African fintech unicorn Chipper Cash lays off about 12.5% of staff

Chipper Cash, an African cross-border payments company valued at $2.2 billion last year, has laid off a portion of its workforce.

Yesterday, a few affected and non-affected employees took to LinkedIn to reveal the news. TechCrunch has learned from sources that more than 50 employees were affected across multiple departments; the engineering team took the biggest hit, with around 60% of those laid off coming from the department, according to people familiar with the matter.

“This morning a significant amount of Chipper staff were let go in a layoff. While I was not among them, many of my close colleagues and friends were. If you’re looking for talented engineering leadership, engineers, technical program managers, analysts, or IT staff…,” Erin Fusaro, the VP of Engineering at Chipper Cash said in her LinkedIn post.

Per LinkedIn, Chipper Cash has about 400 employees, so the layoffs affected 12.5% of its workforce. TechCrunch reached out to Chipper Cash for comment.
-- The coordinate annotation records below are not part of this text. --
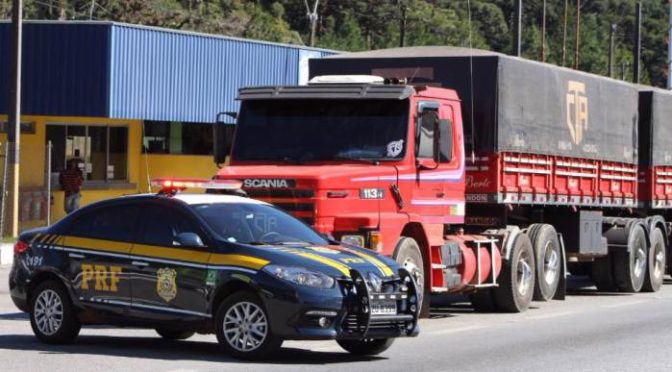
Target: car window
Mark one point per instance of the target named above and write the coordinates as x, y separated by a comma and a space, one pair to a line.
164, 224
255, 223
117, 222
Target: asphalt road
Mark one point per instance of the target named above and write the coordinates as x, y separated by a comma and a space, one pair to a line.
589, 331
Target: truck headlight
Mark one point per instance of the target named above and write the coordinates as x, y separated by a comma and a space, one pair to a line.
300, 276
357, 240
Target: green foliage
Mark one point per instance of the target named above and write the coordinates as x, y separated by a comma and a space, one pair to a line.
353, 25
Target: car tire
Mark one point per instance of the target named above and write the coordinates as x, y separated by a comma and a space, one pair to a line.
630, 267
516, 281
52, 316
366, 346
243, 327
548, 258
408, 256
172, 334
655, 271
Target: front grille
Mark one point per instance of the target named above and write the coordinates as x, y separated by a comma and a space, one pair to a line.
279, 193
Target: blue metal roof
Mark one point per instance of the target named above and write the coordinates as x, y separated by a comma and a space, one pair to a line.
122, 71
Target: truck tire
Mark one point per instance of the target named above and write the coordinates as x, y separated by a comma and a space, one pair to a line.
516, 281
366, 346
408, 255
483, 301
548, 257
258, 341
603, 275
52, 316
630, 267
656, 265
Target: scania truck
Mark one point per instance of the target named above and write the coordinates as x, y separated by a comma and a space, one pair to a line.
481, 173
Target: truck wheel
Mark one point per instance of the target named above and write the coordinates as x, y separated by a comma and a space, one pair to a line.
516, 281
656, 264
549, 260
630, 267
483, 301
603, 275
52, 316
410, 258
366, 346
171, 334
243, 328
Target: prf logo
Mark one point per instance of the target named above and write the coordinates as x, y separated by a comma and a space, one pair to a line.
577, 110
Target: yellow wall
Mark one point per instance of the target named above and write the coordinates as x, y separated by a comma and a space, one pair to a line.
33, 155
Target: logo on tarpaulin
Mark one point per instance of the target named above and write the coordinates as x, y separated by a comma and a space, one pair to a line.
577, 110
166, 287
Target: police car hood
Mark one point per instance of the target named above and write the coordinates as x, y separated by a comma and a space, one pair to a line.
333, 260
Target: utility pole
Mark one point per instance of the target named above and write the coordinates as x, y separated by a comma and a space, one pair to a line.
612, 33
543, 33
312, 17
402, 24
518, 25
564, 35
578, 34
14, 123
637, 44
669, 51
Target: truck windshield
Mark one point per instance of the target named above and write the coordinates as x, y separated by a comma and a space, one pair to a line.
321, 130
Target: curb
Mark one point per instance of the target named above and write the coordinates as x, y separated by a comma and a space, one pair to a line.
6, 253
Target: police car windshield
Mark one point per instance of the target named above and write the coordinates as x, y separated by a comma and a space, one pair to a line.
249, 223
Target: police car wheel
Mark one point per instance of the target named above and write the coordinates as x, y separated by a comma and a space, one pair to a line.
366, 346
52, 316
171, 334
243, 327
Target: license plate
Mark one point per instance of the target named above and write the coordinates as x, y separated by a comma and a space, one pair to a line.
384, 308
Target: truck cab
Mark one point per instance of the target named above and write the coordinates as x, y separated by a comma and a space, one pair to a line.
371, 161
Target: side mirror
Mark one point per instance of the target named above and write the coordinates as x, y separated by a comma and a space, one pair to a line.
222, 137
189, 239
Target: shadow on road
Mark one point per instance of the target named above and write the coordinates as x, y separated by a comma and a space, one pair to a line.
156, 348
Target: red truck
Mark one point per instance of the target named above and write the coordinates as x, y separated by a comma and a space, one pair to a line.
480, 173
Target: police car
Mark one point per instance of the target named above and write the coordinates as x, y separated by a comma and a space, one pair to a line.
208, 263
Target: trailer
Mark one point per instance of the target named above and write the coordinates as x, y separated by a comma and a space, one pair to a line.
480, 173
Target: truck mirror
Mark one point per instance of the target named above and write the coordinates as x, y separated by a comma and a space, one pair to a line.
222, 133
446, 140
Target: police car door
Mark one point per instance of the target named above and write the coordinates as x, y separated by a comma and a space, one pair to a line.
169, 278
98, 243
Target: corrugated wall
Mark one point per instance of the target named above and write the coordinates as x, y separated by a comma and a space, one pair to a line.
163, 75
64, 68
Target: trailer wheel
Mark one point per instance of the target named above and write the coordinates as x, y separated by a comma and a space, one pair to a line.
656, 263
516, 281
630, 267
603, 275
549, 261
410, 258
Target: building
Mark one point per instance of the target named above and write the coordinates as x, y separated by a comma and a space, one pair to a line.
127, 102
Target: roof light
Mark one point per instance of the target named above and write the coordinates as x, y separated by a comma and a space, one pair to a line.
171, 186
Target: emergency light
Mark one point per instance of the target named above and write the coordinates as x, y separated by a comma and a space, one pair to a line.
171, 185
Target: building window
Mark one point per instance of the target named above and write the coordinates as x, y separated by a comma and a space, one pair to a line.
164, 137
101, 152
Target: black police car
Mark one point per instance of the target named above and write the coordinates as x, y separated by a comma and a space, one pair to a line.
224, 264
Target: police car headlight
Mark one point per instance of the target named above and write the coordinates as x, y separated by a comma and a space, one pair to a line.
301, 276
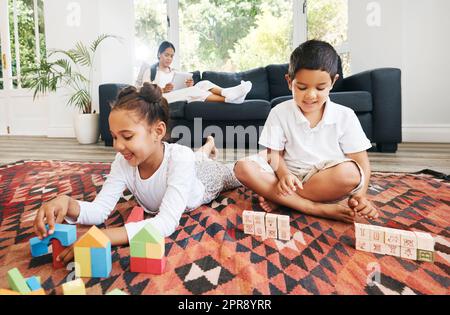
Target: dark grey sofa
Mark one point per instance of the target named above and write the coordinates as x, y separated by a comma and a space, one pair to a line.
374, 95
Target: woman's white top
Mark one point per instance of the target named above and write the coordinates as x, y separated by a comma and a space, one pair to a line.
172, 189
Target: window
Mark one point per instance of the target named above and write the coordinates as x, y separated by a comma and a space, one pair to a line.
234, 35
22, 39
151, 29
230, 35
328, 21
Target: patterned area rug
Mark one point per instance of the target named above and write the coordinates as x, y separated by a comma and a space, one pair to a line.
210, 254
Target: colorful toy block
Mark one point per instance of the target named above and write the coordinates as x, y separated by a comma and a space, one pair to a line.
66, 234
57, 248
8, 292
136, 215
393, 242
17, 282
147, 249
116, 292
34, 283
93, 255
75, 287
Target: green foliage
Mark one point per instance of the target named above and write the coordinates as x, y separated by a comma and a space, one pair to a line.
67, 71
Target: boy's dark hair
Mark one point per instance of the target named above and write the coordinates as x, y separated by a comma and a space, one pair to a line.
164, 45
314, 55
147, 102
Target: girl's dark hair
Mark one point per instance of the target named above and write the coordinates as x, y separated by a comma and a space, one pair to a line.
314, 55
147, 102
164, 45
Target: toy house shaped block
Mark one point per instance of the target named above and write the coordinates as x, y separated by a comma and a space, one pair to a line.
64, 233
93, 255
147, 251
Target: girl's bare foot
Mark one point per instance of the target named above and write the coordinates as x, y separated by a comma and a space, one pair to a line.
267, 206
336, 212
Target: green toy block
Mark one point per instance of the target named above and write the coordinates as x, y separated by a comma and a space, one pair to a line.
138, 249
17, 282
116, 292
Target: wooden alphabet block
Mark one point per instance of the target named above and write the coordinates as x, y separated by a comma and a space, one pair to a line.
271, 221
362, 231
424, 255
425, 241
392, 250
392, 237
249, 229
259, 218
408, 239
408, 253
363, 245
247, 217
377, 248
377, 234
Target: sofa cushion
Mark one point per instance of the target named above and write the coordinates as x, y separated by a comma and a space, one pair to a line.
249, 110
359, 101
277, 82
176, 109
258, 77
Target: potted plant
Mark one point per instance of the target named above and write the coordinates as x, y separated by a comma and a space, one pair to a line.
72, 69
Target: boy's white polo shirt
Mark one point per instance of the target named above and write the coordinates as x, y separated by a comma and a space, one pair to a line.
338, 133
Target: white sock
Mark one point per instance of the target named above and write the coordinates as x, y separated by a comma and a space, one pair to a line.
237, 92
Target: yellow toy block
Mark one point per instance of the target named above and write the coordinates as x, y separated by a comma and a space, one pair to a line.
8, 292
82, 262
155, 251
37, 292
75, 287
94, 238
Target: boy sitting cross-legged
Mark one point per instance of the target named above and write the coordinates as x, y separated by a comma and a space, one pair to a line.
316, 149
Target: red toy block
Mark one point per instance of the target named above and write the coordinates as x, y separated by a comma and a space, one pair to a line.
57, 248
147, 265
136, 215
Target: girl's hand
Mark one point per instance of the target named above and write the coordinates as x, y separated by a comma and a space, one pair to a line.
289, 184
66, 255
50, 212
168, 88
189, 82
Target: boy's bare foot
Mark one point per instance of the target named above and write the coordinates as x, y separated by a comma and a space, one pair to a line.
209, 148
336, 212
267, 206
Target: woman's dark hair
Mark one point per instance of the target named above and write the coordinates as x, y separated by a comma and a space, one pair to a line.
164, 45
147, 102
314, 55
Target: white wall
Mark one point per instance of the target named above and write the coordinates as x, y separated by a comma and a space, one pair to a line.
412, 35
67, 22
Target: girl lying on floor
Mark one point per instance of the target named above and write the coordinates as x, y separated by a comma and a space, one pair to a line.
166, 179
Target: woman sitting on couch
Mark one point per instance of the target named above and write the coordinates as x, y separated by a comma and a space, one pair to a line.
162, 74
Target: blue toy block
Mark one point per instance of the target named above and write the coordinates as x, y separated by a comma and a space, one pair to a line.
101, 262
66, 234
33, 283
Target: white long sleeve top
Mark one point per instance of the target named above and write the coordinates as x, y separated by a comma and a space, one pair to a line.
172, 189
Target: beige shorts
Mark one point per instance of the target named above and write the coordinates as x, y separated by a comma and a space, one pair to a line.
305, 174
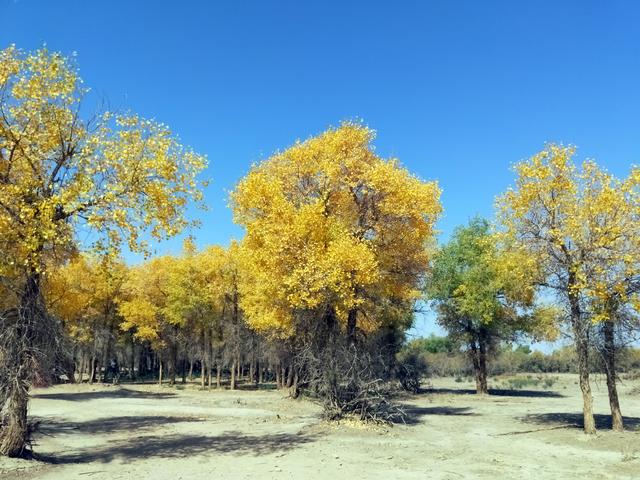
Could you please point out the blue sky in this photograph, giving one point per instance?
(457, 90)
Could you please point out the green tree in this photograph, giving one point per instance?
(479, 296)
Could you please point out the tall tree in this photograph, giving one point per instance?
(118, 175)
(83, 294)
(482, 295)
(333, 228)
(577, 224)
(336, 247)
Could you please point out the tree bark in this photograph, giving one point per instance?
(478, 360)
(609, 348)
(20, 357)
(352, 319)
(233, 376)
(580, 332)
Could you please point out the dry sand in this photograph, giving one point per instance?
(147, 432)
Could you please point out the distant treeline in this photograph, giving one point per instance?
(439, 356)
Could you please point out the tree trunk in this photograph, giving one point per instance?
(352, 318)
(172, 364)
(617, 423)
(290, 377)
(233, 376)
(24, 336)
(81, 369)
(482, 363)
(294, 391)
(580, 332)
(478, 365)
(132, 361)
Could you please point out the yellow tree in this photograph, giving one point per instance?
(196, 299)
(335, 236)
(115, 175)
(144, 308)
(576, 223)
(83, 294)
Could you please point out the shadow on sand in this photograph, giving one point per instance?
(112, 393)
(576, 420)
(182, 446)
(413, 415)
(497, 392)
(108, 425)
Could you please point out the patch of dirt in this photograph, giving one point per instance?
(143, 431)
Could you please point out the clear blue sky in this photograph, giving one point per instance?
(458, 90)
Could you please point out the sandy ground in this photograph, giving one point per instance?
(147, 432)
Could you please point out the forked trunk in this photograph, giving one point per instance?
(233, 376)
(580, 332)
(608, 353)
(479, 361)
(22, 336)
(352, 318)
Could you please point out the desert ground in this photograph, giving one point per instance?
(145, 431)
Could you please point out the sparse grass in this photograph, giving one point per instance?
(521, 382)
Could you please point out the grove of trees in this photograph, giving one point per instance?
(339, 251)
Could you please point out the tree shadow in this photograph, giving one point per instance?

Last November, the African cross-border payments company raised $150 million in a Series C extension round led by Sam Bankman-Fried’s now-defunct cryptocurrency exchange platform FTX. The investment came barely six months after Chipper Cash closed its first Series C round of $100 million, led by SVB Capital, the corporate venture capital arm of SVB Financial Group. Since its inception, Chipper Cash has raised more than $305 million from investors, including Deciens Capital, Ribbit Capital and Bezos Expeditions.

CEO Ham Serunjogi founded Chipper Cash with Maijid Moujaled in 2018 to offer a no-fee peer-to-peer cross-border payment service in Africa via its app. Its services are used across seven African countries — Ghana, Uganda, Nigeria, Tanzania, Rwanda, South Africa and Kenya. The company began making strides outside the continent last year. It expanded to the U.K. — allowing people to send money from the European nation to Chipper Cash’s African markets — and the U.S. — to facilitate peer-to-peer money movement from the U.S. to Nigeria and Uganda. Chipper Cash says it has 5 million users across these markets.

Layoffs have become the norm as rising interest rates and an extended bull run that swept across private and public markets over the last couple of years, among other factors, combine to make life difficult for tech companies. Amidst recession fears, investors are being stringent with their money, mainly toward growth- and late-stage startups. As a result, startups have had to cut costs and trim down workforces to survive; those who have had some success raising capital have had to adjust to pre-pandemic valuations.

Economic headwinds have hit the global fintech space hard. Companies such as Stripe and Klarna have had to lay off employees and prune their valuations. While there have been whispers of African unicorns slashing valuations internally, only half of this trend has publicly manifested itself so far within this select group. This June, Wave, an African unicorn that offers mobile money services in part of Francophone Africa, laid off about 15% of its workforce. Chipper Cash has joined the fray with this news. SWVL, 54gene, Sendy and Twiga are examples of mid-to-large-sized companies on the continent that have also trimmed their workforce.